Preventing the use of unsuitable blood is, of course, all well and good. Leonard Wilson, chief of the FDA's biologic devices branch, points out that HIV-positive blood can kill a recipient within several years, and a mismatch between AB and O blood can kill a patient within 15 minutes. In fact, the FDA became an active blood cop only after being browbeaten by Rep. John Dingell (D-Mich.) several years back about injuries caused by bad blood-bank software.

But the FDA has created some bad blood of its own because of its approach to regulation. The Health Industry Manufacturers Association has called the regulatory process a "very, very long and arduous operation for blood bank systems vendors"; the Red Cross and the American Association of Blood Banks agree. Blood management software manufacturers find they can't submit the new version of their software to the FDA, because the agency, never one for haste, hasn't approved the old version yet. Knowing the hoops they'll have to jump through, software manufacturers are less inclined to enhance their products in the first place. One blood expert, noting "the dearth of modern freestanding software in blood banking," has forecast "doom for quality software" unless regulations are relaxed. That may be a bit hyperbolic, but this is blood we're talking about. Blood banks use software to reduce human error by automating or verifying manual processes. Better software improves the blood supply; slowing the process down could cost lives.

The FDA disputes the industry's complaints. "While we do have some software that has taken a long time to clear, we did clear one package in 22 days," Wilson recalls. "We felt very good about that. That doesn't get in the way of any innovation at all." Still, even low-risk device approvals often take a long time, in many cases exceeding the maximum set by the law. At any rate, since blood bank regulation has never been subjected to a cost-benefit analysis, there is no way of knowing whether, on balance, hazards associated with blood have been reduced; if so, by how much; and at what price.

The effects of software regulation are as pervasive as the use of medical software itself. Dr. Martin Weinhous, chief medical physicist in the radiation oncology department at the Cleveland Clinic in Ohio, once used a software program developed by another medical physicist to set up patients for breast cancer X-ray therapy. In X-ray therapy for breast cancer, the affected tissue can be irradiated from three different directions, and to avoid overdosing or underdosing the patient, the doctor has to be sure that there are no gaps or overlaps of the X-ray beams. Once the doctor knows which treatment machine is to be used, and what the patient's measurements are, he can figure out where the patient should be positioned and how the beams should be directed. But this calculation, when performed manually on a calculator, is tedious, error-prone, and time-consuming, taking up to half an hour. The software shortens the calculation to one or two minutes.
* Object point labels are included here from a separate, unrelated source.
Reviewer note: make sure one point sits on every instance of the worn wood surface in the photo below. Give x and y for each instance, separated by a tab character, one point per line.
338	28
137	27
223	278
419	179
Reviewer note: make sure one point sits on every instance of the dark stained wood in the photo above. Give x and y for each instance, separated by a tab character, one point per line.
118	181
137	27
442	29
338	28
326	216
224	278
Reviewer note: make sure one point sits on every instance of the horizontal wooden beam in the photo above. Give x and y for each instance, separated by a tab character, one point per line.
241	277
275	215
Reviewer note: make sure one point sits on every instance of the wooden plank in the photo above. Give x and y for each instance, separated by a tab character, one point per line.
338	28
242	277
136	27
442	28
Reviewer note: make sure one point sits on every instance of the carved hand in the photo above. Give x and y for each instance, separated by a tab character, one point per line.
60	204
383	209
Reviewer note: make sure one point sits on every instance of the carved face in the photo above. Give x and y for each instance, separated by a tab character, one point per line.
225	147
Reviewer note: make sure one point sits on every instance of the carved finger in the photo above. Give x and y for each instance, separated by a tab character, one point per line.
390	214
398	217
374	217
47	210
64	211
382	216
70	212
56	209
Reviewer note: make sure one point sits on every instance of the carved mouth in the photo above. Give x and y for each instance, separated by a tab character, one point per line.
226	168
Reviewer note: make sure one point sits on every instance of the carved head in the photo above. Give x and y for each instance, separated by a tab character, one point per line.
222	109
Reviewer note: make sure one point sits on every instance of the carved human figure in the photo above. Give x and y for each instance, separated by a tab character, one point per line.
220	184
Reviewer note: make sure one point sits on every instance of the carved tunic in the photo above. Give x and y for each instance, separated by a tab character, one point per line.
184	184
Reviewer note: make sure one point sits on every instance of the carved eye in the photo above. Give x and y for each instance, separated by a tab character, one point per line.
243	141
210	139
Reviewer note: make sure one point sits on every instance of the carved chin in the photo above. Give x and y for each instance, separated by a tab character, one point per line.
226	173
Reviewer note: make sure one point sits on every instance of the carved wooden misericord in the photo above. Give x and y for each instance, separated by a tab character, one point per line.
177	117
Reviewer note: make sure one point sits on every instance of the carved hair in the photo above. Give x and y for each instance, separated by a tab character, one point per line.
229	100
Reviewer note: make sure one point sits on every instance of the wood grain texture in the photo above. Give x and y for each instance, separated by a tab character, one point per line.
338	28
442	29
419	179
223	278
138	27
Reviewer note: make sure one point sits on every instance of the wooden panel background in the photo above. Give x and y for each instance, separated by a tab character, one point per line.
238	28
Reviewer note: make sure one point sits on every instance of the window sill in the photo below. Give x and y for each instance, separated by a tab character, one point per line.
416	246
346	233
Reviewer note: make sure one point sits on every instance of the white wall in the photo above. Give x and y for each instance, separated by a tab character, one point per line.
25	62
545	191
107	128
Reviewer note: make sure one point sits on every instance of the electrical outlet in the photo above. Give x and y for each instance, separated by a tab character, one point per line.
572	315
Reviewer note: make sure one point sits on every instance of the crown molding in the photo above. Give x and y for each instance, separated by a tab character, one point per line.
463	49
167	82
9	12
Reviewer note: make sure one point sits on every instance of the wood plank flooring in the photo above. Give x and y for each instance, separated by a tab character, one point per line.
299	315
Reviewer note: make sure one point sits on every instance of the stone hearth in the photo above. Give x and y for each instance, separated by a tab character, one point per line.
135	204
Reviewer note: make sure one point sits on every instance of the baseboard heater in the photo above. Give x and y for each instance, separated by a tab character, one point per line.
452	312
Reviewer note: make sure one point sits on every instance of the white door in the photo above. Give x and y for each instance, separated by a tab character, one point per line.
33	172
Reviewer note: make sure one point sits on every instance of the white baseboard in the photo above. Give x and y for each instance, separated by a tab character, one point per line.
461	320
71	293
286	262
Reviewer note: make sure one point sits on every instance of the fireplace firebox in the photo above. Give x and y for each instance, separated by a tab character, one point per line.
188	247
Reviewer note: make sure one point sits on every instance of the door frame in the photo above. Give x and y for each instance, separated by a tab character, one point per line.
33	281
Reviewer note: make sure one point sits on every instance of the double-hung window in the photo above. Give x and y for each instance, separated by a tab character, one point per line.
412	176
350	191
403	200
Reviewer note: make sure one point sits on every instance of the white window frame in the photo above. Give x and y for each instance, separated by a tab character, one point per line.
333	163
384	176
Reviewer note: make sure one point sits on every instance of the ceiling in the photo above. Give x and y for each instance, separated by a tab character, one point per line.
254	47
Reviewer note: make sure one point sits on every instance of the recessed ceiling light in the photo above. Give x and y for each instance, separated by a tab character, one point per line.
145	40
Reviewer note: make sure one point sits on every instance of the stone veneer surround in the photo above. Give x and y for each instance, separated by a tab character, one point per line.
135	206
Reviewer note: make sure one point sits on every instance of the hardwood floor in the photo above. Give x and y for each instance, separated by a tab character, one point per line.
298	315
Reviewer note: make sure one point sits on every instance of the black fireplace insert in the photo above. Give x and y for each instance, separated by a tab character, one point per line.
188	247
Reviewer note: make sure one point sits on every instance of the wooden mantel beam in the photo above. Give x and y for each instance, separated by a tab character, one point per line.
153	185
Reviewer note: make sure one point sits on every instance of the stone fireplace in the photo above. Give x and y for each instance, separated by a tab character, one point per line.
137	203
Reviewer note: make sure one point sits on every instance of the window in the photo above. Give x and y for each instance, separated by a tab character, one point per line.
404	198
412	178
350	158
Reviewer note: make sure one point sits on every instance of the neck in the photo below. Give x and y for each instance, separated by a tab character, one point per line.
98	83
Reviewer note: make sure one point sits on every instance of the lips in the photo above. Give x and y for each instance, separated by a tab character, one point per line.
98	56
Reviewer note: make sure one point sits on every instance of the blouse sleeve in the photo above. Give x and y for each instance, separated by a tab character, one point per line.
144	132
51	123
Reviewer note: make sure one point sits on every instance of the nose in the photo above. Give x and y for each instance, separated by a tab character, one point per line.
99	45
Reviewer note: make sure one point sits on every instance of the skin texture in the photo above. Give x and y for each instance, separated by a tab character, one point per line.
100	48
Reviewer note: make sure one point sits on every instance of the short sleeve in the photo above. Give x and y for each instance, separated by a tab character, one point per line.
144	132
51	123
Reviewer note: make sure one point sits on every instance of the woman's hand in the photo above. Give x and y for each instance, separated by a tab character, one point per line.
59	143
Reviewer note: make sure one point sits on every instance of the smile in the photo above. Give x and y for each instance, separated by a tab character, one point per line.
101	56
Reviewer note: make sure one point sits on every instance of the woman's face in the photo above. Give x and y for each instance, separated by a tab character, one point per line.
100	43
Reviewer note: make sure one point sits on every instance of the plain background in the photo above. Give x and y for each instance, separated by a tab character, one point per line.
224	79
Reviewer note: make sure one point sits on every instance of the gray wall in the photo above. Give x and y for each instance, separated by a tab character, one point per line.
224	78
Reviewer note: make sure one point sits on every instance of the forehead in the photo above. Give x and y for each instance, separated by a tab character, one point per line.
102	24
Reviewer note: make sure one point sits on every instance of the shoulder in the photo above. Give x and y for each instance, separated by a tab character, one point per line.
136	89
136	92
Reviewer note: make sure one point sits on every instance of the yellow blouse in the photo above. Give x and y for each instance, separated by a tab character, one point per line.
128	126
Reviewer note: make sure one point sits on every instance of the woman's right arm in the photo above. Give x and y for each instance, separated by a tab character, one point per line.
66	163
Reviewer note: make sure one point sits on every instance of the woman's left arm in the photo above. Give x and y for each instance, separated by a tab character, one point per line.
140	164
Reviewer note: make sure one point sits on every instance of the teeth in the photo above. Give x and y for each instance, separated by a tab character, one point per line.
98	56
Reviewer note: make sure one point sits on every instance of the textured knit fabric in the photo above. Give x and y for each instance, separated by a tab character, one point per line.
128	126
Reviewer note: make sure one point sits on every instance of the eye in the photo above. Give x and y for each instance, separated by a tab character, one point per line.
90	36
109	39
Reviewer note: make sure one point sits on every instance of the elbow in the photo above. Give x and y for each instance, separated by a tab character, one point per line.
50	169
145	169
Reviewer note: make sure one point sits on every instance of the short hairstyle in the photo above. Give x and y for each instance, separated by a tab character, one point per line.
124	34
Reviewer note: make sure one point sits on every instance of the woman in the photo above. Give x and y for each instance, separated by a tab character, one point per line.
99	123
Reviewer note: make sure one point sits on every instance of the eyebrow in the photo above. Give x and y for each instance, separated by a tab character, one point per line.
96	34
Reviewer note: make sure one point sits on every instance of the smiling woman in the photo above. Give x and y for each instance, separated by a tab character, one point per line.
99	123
The program got FDA clearance, Weinhous wrote in a paper delivered at the NIH conference, but as it evolved, "the FDA began to require more of its creator. Eventually, the FDA required that [the developer] test his software tool against every possible PC and Macintosh configuration, even though the inherent risk is small. Faced with unrealistic GMP requirements, he ceased manufacturing of the device. So we in radiation oncology have no choice but to continue to use a less sophisticated and more error-prone method."